L’Italie va devoir convaincre la Commission de sa bonne volonté budgétaire

Si le déficit est dans les clous des règles européennes, la dette est très élevée. L’ampleur de l’ajustement structurel risque de décevoir
Solenn Poullennec

L’Italie fait partie des pays européens dont le budget et l’exécution budgétaire seront regardés de près par la Commission européenne. Sa situation diffère cependant significativement de celle de la France. «Nous doutons que Bruxelles puisse être trop critique vis-à-vis de Rome alors que son degré de ‘non-application’ des règles européennes devrait être moins important que celui de la France», souligne la recherche de Citi.

Alors que le PIB italien devrait se contracter de 0,3% cette année et augmenter de 0,6% l’année prochaine, le gouvernement de Matteo Renzi a annoncé des mesures de soutien à l’activité de quelque 36 milliards d’euros, dont 18 milliards d’euros de baisse d’impôts. L’effort est présenté par le Premier ministre comme «la plus grosse réduction d’impôts jamais réalisée dans l’histoire de la République». Ces mesures devraient être compensées par une baisse des dépenses de 15 milliards d’euros. Et le gouvernement espère notamment récupérer près de 4 milliards d’euros grâce à la lutte contre l’évasion fiscale.

Malgré ces efforts, le déficit devrait atteindre 2,9% du PIB en 2015 (après 3% du PIB en 2014). Même si l’Italie se rapproche dangereusement de la limite des 3% de PIB fixé par le Pacte de stabilité, elle reste dans une position beaucoup plus avantageuse que celle de son voisin français puisqu’elle n’est plus sous le coup d’une procédure pour déficit excessif.
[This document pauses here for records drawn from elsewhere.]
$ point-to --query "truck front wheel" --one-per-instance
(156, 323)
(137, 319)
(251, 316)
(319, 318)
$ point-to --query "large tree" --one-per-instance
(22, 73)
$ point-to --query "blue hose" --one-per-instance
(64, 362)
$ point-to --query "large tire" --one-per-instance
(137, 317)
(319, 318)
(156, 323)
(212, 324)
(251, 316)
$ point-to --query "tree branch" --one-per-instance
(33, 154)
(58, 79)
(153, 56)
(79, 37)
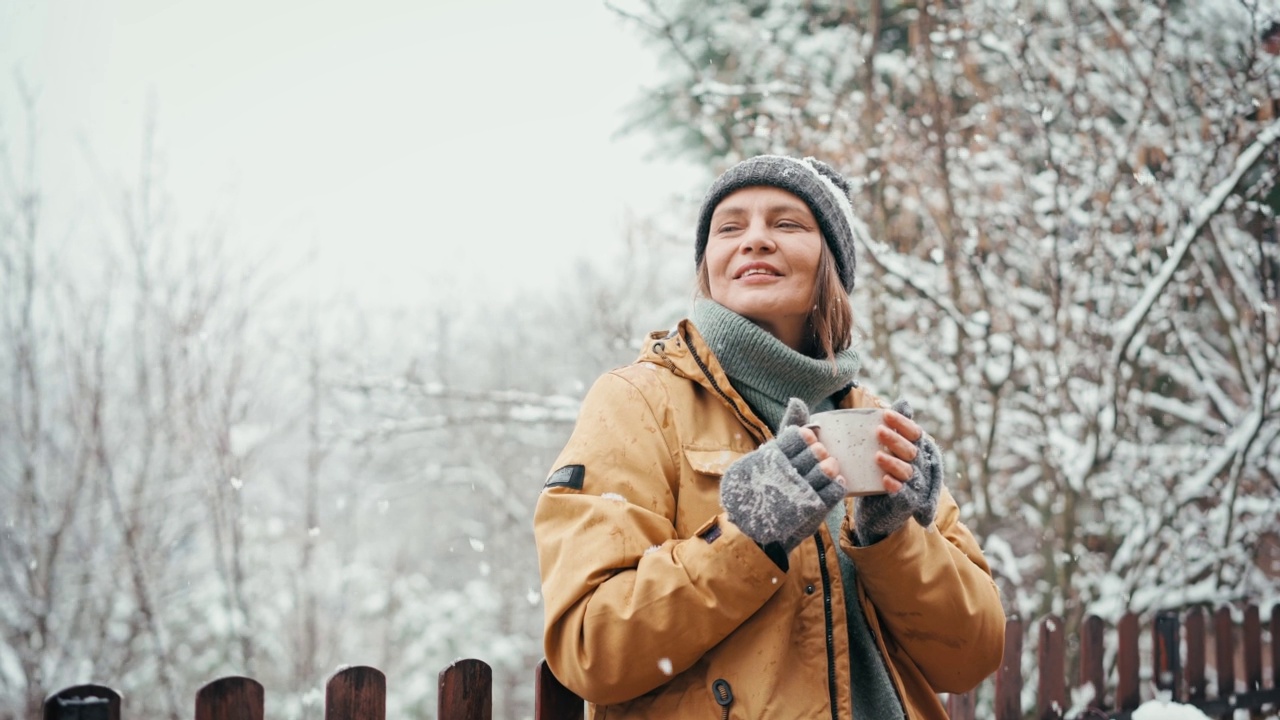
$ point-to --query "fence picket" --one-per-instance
(1252, 641)
(1009, 677)
(231, 698)
(1166, 654)
(1127, 664)
(1092, 652)
(466, 691)
(1051, 698)
(1196, 682)
(356, 693)
(1224, 645)
(1275, 646)
(83, 702)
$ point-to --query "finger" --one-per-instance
(903, 425)
(895, 443)
(830, 468)
(894, 466)
(832, 492)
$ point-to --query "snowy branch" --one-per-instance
(1128, 327)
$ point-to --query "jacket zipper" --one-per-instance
(723, 696)
(725, 395)
(831, 632)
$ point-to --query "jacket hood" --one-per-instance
(684, 351)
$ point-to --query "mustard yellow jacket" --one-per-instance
(658, 606)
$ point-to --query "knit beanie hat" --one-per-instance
(823, 188)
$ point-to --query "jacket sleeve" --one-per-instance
(935, 598)
(629, 604)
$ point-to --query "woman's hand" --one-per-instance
(897, 436)
(826, 463)
(913, 478)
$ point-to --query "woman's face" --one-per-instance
(762, 259)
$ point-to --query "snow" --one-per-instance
(1162, 710)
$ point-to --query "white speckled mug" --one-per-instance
(849, 436)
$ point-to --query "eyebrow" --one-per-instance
(769, 210)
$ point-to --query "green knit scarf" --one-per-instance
(767, 373)
(763, 369)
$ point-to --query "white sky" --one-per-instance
(417, 145)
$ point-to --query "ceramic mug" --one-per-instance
(850, 438)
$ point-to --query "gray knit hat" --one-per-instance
(823, 188)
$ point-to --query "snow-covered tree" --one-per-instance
(1069, 261)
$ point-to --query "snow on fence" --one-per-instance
(1180, 669)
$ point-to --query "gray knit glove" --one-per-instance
(878, 515)
(778, 493)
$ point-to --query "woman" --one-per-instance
(695, 561)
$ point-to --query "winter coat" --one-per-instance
(658, 606)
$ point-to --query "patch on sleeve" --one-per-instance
(567, 477)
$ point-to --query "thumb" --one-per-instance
(795, 414)
(903, 408)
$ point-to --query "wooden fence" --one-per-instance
(1180, 669)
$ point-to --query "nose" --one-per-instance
(758, 238)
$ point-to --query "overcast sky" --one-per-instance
(417, 145)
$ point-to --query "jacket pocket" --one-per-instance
(699, 490)
(711, 461)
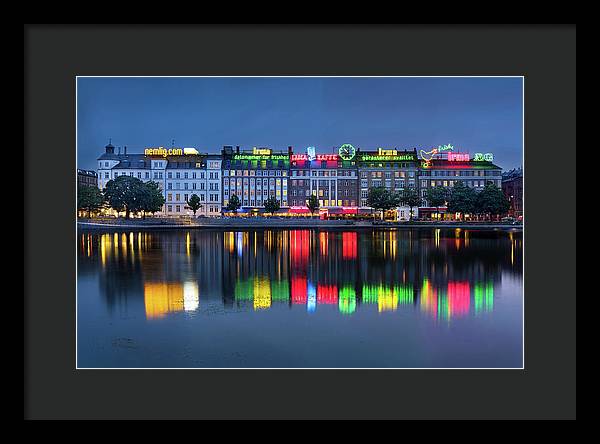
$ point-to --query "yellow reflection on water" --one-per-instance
(161, 298)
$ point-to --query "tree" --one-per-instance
(313, 204)
(410, 197)
(382, 199)
(491, 200)
(151, 199)
(194, 203)
(89, 199)
(271, 205)
(436, 196)
(234, 204)
(124, 194)
(461, 199)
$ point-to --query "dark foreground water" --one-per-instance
(300, 298)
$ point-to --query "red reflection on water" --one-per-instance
(349, 245)
(459, 298)
(299, 290)
(327, 294)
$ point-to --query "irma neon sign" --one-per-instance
(458, 157)
(481, 157)
(164, 152)
(384, 154)
(429, 155)
(325, 157)
(261, 151)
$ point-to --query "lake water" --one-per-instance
(424, 298)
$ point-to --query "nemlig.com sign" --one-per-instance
(160, 151)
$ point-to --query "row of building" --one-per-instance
(341, 179)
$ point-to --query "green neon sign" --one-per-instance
(260, 157)
(481, 157)
(378, 158)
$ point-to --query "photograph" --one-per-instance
(299, 222)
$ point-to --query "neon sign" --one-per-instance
(260, 157)
(387, 155)
(428, 155)
(481, 157)
(160, 151)
(320, 157)
(458, 157)
(261, 151)
(347, 151)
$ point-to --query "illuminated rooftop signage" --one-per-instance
(260, 157)
(160, 151)
(319, 157)
(458, 157)
(386, 155)
(261, 151)
(428, 155)
(384, 152)
(480, 157)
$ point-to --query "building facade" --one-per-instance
(87, 178)
(330, 177)
(254, 176)
(198, 174)
(512, 186)
(179, 172)
(340, 180)
(444, 170)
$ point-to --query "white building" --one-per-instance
(178, 172)
(193, 174)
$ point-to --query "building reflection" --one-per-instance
(443, 274)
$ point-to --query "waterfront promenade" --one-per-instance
(266, 223)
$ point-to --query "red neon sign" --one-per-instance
(326, 157)
(458, 157)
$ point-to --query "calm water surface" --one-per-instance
(300, 298)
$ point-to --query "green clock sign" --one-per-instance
(347, 151)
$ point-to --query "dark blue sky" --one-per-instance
(473, 114)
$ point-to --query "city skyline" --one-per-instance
(472, 113)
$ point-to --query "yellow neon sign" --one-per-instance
(261, 151)
(160, 151)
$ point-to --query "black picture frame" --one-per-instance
(55, 54)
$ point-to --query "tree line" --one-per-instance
(131, 195)
(123, 194)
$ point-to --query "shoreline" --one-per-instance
(296, 224)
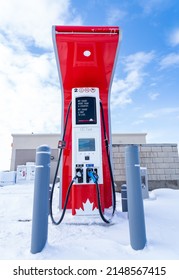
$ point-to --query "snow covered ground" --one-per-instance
(85, 237)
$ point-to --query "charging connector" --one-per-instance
(93, 176)
(79, 175)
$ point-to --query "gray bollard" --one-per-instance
(135, 201)
(124, 198)
(41, 199)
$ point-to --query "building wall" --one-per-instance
(161, 160)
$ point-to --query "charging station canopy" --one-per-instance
(86, 57)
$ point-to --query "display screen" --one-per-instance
(86, 144)
(86, 110)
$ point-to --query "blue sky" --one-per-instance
(145, 90)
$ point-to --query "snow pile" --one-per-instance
(87, 237)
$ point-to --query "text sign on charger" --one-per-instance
(86, 110)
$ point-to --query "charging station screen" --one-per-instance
(86, 110)
(86, 144)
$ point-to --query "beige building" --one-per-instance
(161, 160)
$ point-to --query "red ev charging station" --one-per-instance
(86, 57)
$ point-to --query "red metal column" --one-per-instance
(86, 57)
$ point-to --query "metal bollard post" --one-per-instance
(135, 201)
(124, 198)
(41, 199)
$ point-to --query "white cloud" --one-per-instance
(174, 37)
(161, 112)
(134, 68)
(169, 60)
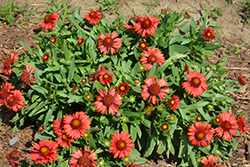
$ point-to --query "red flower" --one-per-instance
(186, 68)
(143, 45)
(196, 83)
(44, 151)
(129, 24)
(210, 161)
(41, 128)
(122, 88)
(110, 101)
(96, 75)
(146, 26)
(200, 134)
(13, 158)
(242, 124)
(80, 41)
(15, 100)
(198, 118)
(88, 97)
(74, 89)
(151, 56)
(81, 159)
(121, 145)
(12, 58)
(105, 77)
(93, 17)
(53, 40)
(187, 15)
(109, 43)
(208, 34)
(228, 125)
(217, 119)
(242, 80)
(5, 91)
(49, 21)
(64, 140)
(26, 76)
(75, 125)
(174, 102)
(58, 126)
(84, 80)
(165, 126)
(151, 89)
(45, 57)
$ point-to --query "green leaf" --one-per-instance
(133, 132)
(194, 162)
(150, 147)
(197, 105)
(41, 137)
(40, 89)
(49, 114)
(176, 39)
(71, 70)
(153, 70)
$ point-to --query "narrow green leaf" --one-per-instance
(71, 70)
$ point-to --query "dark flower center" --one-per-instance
(226, 125)
(146, 24)
(15, 155)
(84, 161)
(76, 124)
(25, 77)
(199, 135)
(93, 15)
(121, 145)
(108, 42)
(47, 19)
(108, 100)
(7, 63)
(195, 82)
(152, 59)
(154, 89)
(44, 150)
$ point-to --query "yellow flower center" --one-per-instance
(108, 42)
(76, 124)
(146, 23)
(84, 161)
(226, 125)
(195, 82)
(199, 135)
(44, 150)
(152, 59)
(47, 19)
(121, 145)
(108, 100)
(93, 15)
(122, 88)
(154, 89)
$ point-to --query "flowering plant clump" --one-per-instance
(108, 95)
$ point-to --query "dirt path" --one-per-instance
(234, 33)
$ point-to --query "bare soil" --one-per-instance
(233, 34)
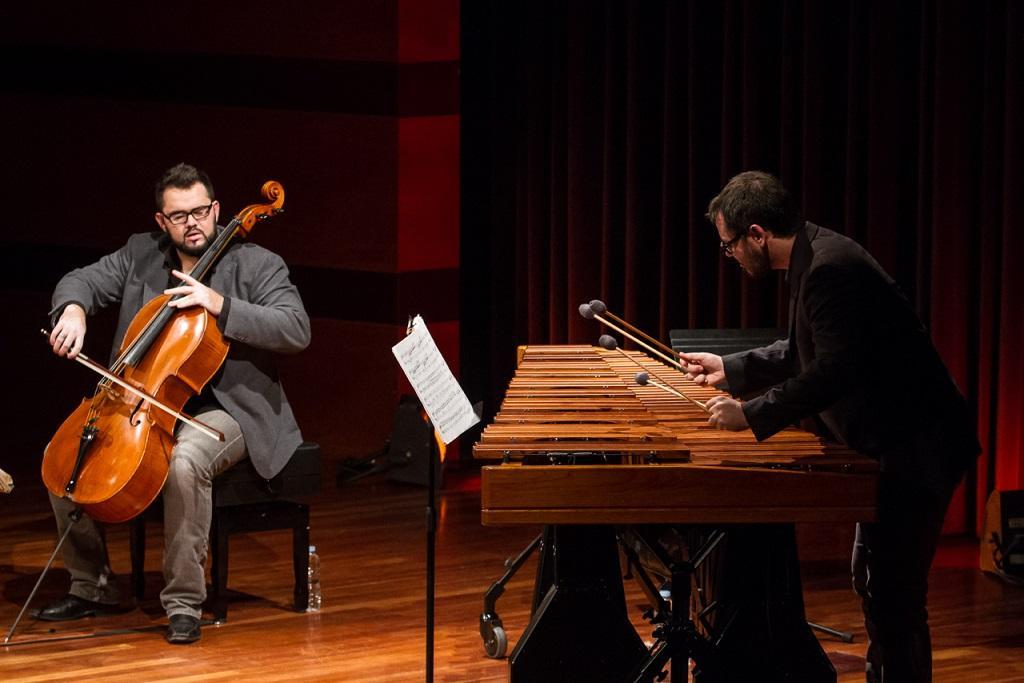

Le Conseil européen a officialisé sa sortie de cette procédure l’année dernière.

En revanche, le niveau de la dette italienne reste préoccupant pour Bruxelles. Non seulement, elle devrait rester largement au-dessus de la limite des 60% du PIB prévu par le Pacte de stabilité, à plus de 133% du PIB en 2015, mais l’Italie ne devrait réaliser qu’un ajustement structurel de 0,1% seulement du PIB l’année prochaine contre 0,7% attendu par la Commission pour résorber sa dette.

Par ailleurs, l’Italie ne respecte pas le rythme d’ajustement auquel elle s’était engagée pour atteindre l’équilibre budgétaire structurel. Soulignant les «effets récessifs qui interviendraient en cas de consolidation budgétaire plus poussée» et insistant sur le caractère «exceptionnel» de la dégradation des conditions économiques, l’Italie ne se propose d’atteindre l’équilibre structurel qu’en 2017, contre 2016.